«La legge di bilancio di bilancio del governo non fa crescere il paese, non prevede investimenti, stanzia solo elemosine per il lavoro e le emergenze sociali. E aumenta le spese militari. Non abbiamo bisogno di una economia di guerra, ma di una economia su pace fondata sui diritti, la pace, l’ambiente. La nostra controfinanziaria non è un “libro de sogni” ma 111 proposte concrete e dettagliate per un modello di sviluppo nuovo: riduzione delle spese militari, cancellazione del Ponte sullo stretto e dei Sussidi ambientalmente dannosi a favore di investimenti per la sanità pubblica, il diritto allo studio, la transizione ecologica».
Così scrive Giulio Marcon, portavoce della campagna Sbilanciamoci!. La controproposta è stata presentata giovedì 4 dicembre al Senato, dove è attualmente in discussione il Disegno di Legge di Bilancio 2026 del Governo. Una manovra definita “povera”, che accentua le disuguaglianze.
«Senza aumentare il debito pubblico, la nostra Controfinanziaria mostra come sia possibile destinare risorse consistenti ai servizi essenziali, alla giusta transizione ecologica, al lavoro, al reddito, alle politiche sociali e alla cooperazione internazionale, riducendo al tempo stesso spese militari e sussidi dannosi per l’ambiente», hanno spiegato i proponenti.

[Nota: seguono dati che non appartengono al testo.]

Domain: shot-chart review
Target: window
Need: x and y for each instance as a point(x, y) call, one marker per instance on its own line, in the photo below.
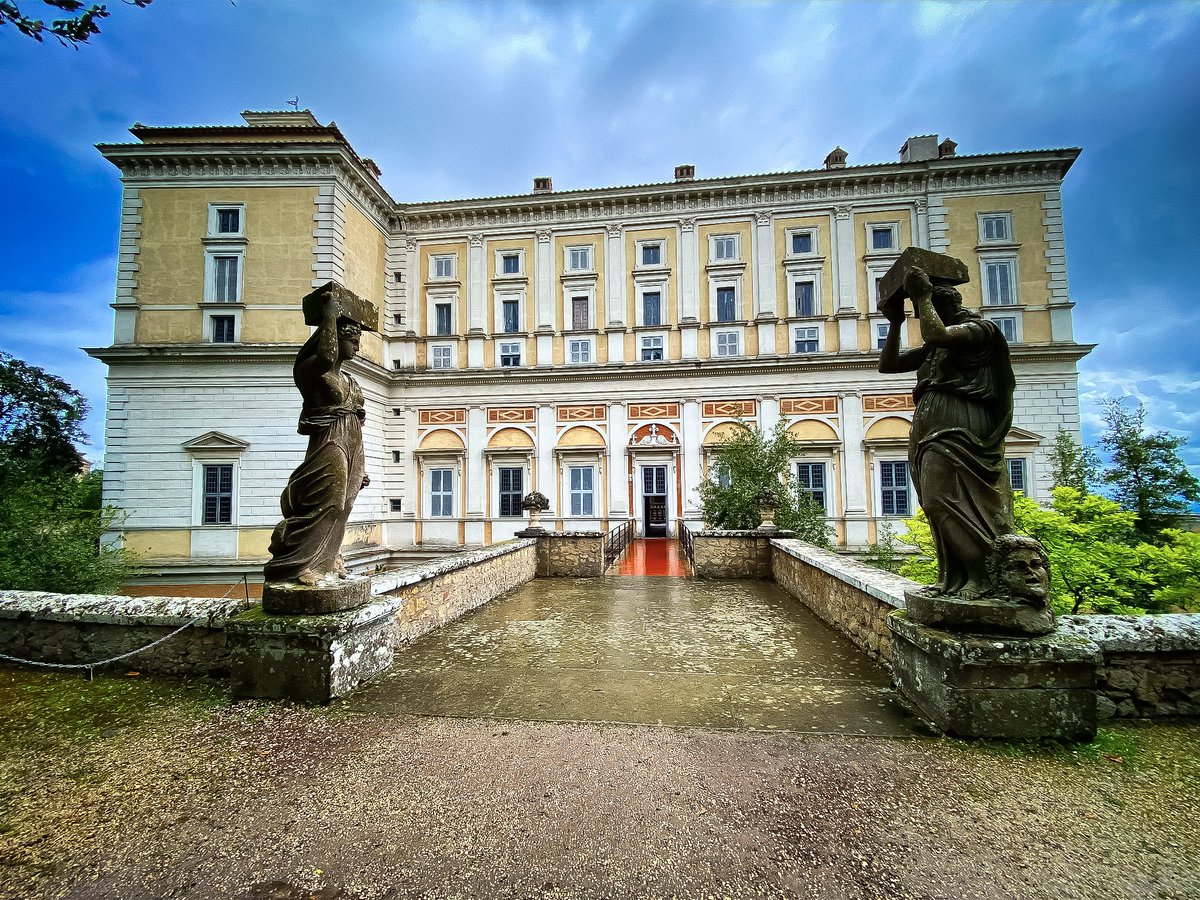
point(808, 340)
point(805, 298)
point(443, 267)
point(219, 495)
point(222, 329)
point(894, 489)
point(652, 307)
point(1017, 475)
point(580, 317)
point(225, 280)
point(883, 237)
point(443, 319)
point(579, 258)
point(581, 490)
point(581, 351)
point(441, 493)
point(510, 491)
point(726, 305)
point(995, 227)
point(999, 287)
point(511, 312)
point(510, 355)
point(725, 247)
point(727, 343)
point(810, 475)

Il testo integrale del Rapporto è scaricabile gratuitamente dal sito di Sbilanciamoci!, qui.
Venerdì 5 dicembre intanto il 59° rapporto del Censis ha confermato l’aumento delle diseguaglianze tra ricchi e poveri, con una condizione di grande affanno del ceto medio italiano. Per l’Istituto di ricerca è un processo di “cetomedizzazione”, neologismo di Giuseppe De Rita, degli italiani sempre più consapevoli del rischio di «perdere lo status quo faticosamente conquistato». Considerati responsabili di questa condizione in bilico, politica e istituzioni sono sempre più considerati a rappresentare le istanze di questo ceto sempre più ampio e variegato: è l’opinione del 72%. Eppure, spiega il Censis, alla «cinica indifferenza e da una narcolessia senza indignazione» si è soppiantata una rinnovata partecipazione, con i cortei di protesta contro la guerra in Palestina che sono stati occasione per ritrovare l’idea di avere voce di poter contar, rispetto alle grandi ingiustizie: un fenomeno da osservare e studiare «per comprendere se e quanto si stiano diffondendo forme alternative di coinvolgimento, magari a bassa intensità».